I am one of the few who like audiopipe as well. As for the fuse, are you using the one that came with it? I have had a similar problem with the cheap AGU fuses, but not with the ANL that comes with the amp. I have run those amps off 4ga no problem @1 ohm all day, as long as your gain isnt all the way up it wont get too hot. 0ga would be better but not necessary. Doing the big 3 will help some as well. Just make sure you have good connections for all of your positive and ground wires and you will be fine.


----------



## iBlackSunday (Apr 10, 2014)

YukonXL04 said:


> I am one of the few who like audiopipe as well. As for the fuse, are you using the one that came with it? I have had a similar problem with the cheap AGU fuses, but not with the ANL that comes with the amp. I have run those amps off 4ga no problem @1 ohm all day, as long as your gain isnt all the way up it wont get too hot. 0ga would be better but not necessary. Doing the big 3 will help some as well. Just make sure you have good connections for all of your positive and ground wires and you will be fine.
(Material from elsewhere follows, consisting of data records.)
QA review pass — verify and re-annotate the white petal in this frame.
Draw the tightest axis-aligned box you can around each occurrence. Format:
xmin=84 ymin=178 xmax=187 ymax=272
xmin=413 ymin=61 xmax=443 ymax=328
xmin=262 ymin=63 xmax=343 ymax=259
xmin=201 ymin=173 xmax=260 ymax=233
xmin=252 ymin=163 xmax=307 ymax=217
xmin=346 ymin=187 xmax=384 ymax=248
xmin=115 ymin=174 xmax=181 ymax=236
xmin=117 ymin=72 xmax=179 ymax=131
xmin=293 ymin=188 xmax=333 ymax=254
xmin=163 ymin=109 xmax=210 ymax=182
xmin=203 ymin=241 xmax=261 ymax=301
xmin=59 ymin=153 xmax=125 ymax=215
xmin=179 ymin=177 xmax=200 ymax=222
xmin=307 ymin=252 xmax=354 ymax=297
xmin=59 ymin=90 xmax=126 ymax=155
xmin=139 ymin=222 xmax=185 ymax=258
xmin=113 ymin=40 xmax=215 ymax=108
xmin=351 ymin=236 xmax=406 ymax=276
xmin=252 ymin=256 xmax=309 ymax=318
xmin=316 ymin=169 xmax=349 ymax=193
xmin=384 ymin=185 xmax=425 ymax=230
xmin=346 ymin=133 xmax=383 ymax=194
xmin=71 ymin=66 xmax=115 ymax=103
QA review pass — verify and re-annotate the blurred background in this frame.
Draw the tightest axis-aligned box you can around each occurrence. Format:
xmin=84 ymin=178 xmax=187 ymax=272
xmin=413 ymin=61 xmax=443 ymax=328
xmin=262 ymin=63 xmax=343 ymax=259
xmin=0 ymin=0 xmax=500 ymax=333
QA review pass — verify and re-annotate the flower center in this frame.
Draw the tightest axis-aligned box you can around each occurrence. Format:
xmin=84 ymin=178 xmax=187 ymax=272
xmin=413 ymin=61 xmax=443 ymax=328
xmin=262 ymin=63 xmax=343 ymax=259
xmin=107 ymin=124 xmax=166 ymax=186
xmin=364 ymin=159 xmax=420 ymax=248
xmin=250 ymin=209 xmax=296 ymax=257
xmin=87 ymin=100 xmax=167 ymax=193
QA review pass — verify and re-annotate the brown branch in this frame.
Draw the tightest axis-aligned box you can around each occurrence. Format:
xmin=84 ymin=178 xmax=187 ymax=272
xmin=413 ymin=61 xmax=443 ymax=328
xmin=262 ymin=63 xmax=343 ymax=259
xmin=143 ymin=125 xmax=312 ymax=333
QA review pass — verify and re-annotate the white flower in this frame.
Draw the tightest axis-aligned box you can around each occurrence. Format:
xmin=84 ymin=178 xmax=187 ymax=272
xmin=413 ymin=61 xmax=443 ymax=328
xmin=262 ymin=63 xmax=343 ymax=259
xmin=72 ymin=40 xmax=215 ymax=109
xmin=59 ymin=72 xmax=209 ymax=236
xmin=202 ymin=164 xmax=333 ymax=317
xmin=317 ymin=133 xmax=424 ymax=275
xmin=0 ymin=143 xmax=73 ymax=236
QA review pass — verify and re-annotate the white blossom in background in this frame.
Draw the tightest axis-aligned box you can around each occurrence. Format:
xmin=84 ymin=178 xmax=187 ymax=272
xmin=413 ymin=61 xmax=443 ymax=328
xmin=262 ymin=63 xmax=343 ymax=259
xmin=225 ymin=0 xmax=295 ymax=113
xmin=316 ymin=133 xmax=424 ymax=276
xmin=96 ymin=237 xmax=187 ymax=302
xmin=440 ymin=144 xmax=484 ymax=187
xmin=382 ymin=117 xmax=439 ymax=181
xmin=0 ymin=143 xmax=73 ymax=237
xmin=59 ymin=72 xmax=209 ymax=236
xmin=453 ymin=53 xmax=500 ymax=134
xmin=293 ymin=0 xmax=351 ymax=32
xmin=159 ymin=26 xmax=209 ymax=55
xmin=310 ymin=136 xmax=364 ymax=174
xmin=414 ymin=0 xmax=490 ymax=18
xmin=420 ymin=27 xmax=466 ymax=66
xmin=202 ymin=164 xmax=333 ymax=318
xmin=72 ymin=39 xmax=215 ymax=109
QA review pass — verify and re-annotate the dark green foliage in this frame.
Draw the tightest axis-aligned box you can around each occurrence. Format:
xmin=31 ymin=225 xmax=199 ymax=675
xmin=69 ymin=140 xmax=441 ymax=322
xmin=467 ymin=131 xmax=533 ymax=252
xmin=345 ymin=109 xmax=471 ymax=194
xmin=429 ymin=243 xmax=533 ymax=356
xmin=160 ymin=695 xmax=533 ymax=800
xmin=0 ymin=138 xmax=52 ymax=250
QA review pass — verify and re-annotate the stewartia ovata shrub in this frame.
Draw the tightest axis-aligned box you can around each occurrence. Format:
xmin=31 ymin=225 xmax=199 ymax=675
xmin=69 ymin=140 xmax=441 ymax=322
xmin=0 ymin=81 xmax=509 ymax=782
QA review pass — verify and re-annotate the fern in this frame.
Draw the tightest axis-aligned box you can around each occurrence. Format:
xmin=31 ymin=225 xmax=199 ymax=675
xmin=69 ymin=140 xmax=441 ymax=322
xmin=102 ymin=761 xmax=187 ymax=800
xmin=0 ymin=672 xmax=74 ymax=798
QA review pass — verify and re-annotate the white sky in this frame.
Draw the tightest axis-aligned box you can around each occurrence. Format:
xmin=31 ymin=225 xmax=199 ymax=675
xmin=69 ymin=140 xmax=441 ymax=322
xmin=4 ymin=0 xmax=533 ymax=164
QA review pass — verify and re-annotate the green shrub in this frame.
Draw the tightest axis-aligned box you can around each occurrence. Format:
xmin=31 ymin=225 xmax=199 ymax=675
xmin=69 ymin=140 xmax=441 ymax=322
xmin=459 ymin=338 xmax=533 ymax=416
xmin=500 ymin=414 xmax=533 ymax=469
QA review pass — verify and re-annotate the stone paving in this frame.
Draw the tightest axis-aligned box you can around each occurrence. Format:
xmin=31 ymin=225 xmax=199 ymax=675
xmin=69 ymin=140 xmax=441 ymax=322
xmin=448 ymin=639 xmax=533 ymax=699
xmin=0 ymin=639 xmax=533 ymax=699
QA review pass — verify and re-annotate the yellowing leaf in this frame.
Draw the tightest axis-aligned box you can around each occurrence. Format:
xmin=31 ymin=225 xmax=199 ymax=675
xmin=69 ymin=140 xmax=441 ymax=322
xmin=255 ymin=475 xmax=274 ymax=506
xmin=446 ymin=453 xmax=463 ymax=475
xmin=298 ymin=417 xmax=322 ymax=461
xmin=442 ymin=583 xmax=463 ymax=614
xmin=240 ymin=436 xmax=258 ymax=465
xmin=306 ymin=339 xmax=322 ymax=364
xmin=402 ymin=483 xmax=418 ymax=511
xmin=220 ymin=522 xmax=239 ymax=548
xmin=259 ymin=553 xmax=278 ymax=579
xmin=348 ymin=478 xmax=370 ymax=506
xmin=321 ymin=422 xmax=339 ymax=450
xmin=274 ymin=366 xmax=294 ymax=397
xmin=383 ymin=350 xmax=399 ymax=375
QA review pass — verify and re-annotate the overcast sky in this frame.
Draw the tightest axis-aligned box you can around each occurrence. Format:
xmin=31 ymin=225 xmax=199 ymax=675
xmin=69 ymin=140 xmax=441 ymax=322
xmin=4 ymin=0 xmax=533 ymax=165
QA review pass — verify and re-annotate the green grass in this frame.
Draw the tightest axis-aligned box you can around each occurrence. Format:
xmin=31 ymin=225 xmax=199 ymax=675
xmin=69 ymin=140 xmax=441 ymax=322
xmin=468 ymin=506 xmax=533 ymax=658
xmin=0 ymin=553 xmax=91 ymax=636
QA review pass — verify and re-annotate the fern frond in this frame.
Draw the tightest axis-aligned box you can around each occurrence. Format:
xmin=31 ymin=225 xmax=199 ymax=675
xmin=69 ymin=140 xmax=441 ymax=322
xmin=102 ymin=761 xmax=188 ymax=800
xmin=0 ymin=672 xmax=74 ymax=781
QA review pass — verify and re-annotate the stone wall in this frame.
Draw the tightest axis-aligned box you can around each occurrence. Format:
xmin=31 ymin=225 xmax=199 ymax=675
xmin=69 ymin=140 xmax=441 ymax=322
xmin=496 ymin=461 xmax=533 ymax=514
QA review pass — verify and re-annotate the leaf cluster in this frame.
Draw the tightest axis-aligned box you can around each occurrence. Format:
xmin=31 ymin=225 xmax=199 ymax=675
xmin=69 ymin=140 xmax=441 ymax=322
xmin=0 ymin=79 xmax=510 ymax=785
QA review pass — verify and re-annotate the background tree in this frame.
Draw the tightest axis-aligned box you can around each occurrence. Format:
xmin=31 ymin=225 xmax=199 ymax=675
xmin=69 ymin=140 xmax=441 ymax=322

I am currently using a ****ty fuse holder that actually came pre-attached to 4 Gauge wire from Wal-Mart, which is why I DEFINITELY need new wire...

I want to add the 0 Gauge wire anyways, because if I plan on upgrading in the future, I'll have everything I need. Even if I want to switch cars, I can just remove the 0 Gauge wire and install it in my new car. 

I'll be using the Audiopipe fuse "tube" that came with the amp. I believe it is a 120 Amp fuse that is inside of the "tube". I might actually pick up 1 or 2 more fuses just in case **** hits the fan in the future.

Also, not sure if this matters, but I must have a power house of an electrical system, because even with my bass and head unit at max (Max for usage, not full blown high), my lights on my car don't dim AT ALL. I've even had my car 2 inches from my garage door at 3 AM to see the headlights (Last night after finding the fuse issue) and blasted it for 5 seconds, no dimming what so ever. Is this uncommon? I've only heard people needing to do the big 3 if their lights dim on their car...I must have a thermal nuclear reactor running in my car or something.


----------



## SPLEclipse (Aug 17, 2012)

^^^I had a walmart fuse holder melt on me as well. One of the connections had come loose at the fuse leg. I was reading like 6v at the amps. I've actually been using the supplied audiopipe fuse holder in my car for as long as I've had my ap1800, which is about 4 years now.

Pretty much everyone in car audio rags on audiopipe, not the the SQ crowd, lol. They clip the output before making rated power and are just considered "disposable" by most. Honestly though, in the 4 years I've had this amp it's been through 9v drops, running at .5ohm, brutal summers mounted in the sun, etc... and I've never had an issue.


----------



## Infinity (Jun 28, 2005)

www.weldingsupply.com

Seriously. Great cable, < 1/2 even Knu's price. I wish I'd found it sooner

<<<<has 100ft of Knu in the shed


----------